SPUNTI PER LO SVILUPPO
Ma anche le Big tech (Amazon, Google, Apple, ecc.) stanno già fornendo servizi finanziari, non solo nell’area dei pagamenti ma anche del finanziamento del capitale circolante delle aziende presenti nei loro marketplace, favorite da un sistema regolatorio e normativo spesso più favorevole rispetto a quello definito per gli operatori bancari. Alla luce dei risultati della ricerca, The European House - Ambrosetti e Openjobmetis hanno stilato una serie di raccomandazioni indirizzate ai policy maker e ai top manager delle banche: si va dall'eliminazione delle forme più penalizzanti di regolamentazione, che rendono meno conveniente per le banche investire in asset intangibili, alla definizione di regole omogenee a livello europeo per gli operatori che entrano nel settore del credito.

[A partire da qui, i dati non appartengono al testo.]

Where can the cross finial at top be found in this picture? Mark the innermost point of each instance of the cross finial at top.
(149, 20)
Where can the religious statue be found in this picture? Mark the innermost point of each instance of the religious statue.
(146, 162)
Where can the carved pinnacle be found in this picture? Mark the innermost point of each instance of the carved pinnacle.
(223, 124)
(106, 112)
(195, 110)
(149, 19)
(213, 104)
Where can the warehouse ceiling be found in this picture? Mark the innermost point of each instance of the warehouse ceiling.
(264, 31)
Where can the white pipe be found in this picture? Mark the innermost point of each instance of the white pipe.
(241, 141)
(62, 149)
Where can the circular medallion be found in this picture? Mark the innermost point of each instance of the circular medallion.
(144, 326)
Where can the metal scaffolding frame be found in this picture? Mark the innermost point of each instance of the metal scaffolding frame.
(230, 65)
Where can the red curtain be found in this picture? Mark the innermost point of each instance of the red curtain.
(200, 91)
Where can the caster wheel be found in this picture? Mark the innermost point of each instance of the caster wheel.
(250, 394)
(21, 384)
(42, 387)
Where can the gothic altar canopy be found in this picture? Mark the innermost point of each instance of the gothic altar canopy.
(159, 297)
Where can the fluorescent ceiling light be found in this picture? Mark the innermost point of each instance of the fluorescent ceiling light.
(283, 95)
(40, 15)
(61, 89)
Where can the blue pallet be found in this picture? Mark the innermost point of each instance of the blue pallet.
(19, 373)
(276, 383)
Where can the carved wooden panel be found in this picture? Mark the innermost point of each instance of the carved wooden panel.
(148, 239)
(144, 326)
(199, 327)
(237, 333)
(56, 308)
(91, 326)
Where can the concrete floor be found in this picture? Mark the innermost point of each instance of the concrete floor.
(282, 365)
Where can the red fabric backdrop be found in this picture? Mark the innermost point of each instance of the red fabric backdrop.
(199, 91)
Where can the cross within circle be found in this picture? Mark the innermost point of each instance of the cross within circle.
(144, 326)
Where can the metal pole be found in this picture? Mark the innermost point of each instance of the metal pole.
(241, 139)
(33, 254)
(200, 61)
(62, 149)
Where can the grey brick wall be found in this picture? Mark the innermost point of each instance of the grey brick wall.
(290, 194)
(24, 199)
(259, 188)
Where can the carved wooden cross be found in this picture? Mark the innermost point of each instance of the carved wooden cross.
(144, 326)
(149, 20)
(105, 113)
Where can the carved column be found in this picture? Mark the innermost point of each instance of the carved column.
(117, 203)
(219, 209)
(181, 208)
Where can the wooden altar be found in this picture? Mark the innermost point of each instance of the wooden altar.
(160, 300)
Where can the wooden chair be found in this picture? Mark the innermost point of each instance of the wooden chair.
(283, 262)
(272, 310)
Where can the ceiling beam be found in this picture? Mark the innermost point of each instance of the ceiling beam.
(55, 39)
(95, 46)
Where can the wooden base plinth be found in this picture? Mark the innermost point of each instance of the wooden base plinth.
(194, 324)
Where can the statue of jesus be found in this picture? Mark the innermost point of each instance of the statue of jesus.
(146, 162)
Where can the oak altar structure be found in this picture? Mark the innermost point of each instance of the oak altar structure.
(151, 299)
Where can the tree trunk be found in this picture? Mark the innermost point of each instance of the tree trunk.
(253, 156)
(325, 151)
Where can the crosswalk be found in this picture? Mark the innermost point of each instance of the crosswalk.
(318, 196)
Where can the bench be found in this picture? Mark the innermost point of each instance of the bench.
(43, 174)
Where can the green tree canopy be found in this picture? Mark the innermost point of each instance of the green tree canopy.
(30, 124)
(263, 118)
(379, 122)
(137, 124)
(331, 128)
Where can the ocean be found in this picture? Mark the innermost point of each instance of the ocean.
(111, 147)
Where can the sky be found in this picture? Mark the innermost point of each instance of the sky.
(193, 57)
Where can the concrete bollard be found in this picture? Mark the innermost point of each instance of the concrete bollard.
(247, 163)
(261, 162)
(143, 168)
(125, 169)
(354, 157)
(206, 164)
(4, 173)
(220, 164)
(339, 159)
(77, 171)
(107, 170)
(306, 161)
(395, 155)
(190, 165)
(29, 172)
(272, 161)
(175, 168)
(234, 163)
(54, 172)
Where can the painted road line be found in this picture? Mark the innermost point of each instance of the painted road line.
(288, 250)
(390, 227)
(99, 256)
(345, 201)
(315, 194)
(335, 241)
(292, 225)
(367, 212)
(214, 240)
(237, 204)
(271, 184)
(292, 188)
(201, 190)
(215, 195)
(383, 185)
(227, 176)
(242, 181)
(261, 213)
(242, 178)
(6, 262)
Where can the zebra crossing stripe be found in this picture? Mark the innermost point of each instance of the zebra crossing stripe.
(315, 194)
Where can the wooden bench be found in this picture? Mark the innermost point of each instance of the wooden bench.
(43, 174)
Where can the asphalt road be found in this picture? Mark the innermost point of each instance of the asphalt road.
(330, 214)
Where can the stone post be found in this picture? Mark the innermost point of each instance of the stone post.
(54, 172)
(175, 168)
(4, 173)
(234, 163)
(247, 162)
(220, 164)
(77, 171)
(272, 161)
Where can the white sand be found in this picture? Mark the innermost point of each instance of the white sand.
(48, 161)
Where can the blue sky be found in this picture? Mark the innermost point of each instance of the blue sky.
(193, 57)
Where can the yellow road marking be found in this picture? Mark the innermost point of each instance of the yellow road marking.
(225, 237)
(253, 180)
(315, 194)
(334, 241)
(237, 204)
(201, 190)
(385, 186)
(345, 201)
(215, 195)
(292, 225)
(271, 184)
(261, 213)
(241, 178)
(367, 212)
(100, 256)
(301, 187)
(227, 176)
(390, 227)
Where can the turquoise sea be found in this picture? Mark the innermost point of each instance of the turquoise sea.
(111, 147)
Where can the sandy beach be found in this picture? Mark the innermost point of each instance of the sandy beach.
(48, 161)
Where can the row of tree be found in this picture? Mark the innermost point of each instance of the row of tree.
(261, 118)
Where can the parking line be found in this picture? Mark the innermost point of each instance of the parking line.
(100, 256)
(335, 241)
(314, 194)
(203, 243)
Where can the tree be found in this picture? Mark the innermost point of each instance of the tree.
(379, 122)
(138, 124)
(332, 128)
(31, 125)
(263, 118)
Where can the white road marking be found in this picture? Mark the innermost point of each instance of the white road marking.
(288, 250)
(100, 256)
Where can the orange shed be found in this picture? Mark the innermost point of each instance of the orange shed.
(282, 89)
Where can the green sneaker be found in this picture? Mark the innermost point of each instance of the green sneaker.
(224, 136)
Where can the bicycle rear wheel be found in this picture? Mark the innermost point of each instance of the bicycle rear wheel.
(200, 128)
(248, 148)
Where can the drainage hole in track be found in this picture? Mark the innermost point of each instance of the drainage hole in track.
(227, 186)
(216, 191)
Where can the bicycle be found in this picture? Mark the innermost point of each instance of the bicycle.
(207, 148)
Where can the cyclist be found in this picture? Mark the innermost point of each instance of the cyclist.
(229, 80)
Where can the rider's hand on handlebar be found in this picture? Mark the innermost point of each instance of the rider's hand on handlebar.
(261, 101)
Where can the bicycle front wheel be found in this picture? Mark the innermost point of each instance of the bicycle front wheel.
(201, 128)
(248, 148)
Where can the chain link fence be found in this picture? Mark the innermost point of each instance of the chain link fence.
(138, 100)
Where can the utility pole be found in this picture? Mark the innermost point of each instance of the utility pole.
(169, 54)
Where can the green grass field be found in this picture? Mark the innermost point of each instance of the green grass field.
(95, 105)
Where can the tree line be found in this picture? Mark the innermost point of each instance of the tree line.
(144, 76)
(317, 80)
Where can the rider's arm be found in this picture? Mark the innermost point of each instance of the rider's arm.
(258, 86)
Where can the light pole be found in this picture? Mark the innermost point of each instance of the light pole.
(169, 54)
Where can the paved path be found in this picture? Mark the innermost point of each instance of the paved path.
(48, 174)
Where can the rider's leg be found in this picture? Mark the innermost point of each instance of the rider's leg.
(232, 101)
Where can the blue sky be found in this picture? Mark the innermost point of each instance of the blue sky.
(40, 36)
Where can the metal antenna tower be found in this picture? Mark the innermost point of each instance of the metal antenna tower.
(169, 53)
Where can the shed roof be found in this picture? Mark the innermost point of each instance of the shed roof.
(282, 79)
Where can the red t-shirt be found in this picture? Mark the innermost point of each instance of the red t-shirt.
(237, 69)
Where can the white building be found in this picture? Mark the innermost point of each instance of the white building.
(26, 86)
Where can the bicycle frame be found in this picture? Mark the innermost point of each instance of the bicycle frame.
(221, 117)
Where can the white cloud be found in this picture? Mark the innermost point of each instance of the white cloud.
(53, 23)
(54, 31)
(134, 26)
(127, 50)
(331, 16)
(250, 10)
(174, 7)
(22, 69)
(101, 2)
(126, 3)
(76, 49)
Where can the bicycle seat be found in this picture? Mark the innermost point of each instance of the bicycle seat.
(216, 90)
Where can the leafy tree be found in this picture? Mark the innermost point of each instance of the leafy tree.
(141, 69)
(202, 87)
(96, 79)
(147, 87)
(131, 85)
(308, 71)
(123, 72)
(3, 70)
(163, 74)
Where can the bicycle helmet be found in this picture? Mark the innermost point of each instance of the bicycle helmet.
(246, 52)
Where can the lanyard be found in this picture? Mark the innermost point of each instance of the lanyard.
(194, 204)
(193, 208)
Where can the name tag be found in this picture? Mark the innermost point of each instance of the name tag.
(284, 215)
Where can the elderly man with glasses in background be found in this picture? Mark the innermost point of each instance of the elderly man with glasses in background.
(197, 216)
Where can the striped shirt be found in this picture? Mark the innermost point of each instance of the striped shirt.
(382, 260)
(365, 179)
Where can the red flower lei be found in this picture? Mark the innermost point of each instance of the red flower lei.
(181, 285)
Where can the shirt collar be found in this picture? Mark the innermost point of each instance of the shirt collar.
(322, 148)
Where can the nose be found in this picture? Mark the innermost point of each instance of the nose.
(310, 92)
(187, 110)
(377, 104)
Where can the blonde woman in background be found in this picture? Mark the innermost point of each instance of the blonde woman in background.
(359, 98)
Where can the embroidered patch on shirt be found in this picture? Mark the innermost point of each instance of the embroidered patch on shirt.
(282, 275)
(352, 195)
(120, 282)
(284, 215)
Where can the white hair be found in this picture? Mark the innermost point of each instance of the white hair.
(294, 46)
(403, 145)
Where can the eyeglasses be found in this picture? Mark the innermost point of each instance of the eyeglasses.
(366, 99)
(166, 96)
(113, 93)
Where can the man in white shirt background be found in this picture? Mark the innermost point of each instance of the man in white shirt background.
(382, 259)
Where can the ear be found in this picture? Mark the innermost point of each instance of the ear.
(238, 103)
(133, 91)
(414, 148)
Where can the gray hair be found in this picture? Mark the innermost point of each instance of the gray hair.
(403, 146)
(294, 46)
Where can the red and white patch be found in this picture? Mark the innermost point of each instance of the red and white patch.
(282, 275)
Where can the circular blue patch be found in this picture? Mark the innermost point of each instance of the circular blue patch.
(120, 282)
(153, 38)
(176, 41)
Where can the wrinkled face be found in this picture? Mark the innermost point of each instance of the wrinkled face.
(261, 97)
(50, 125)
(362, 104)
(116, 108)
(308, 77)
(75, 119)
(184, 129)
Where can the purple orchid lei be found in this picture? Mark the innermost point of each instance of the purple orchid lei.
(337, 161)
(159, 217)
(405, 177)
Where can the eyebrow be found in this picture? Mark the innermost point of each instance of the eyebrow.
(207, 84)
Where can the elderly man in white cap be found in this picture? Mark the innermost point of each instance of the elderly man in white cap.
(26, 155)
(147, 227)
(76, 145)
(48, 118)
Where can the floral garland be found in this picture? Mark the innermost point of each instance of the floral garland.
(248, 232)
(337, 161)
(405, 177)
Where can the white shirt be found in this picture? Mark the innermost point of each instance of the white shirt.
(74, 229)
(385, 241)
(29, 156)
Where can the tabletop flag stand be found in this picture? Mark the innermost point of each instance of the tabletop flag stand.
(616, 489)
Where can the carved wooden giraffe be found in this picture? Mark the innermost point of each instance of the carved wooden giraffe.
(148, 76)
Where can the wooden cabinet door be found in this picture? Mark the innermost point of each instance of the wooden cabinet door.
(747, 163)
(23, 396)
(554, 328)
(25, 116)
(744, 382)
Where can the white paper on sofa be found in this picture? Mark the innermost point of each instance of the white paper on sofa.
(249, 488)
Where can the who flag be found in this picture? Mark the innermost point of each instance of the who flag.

Occorre inoltre ridefinire nuovi modelli collaborativi per guidare la trasformazione digitale, facilitare la diffusione dell’open innovation, presidiare meglio i rischi su governance e sicurezza nel nuovo contesto competitivo. I gestori delle banche dovrebbero cercare di attrarre i talenti digitali, ripensando anche gli accordi di lavoro, mentre la politica dovrebbe spingere sulla diffusione della cultura di un aggiornamento permanente e infine prevedere incentivi finanziari per contenere gli effetti della trasformazione digitale.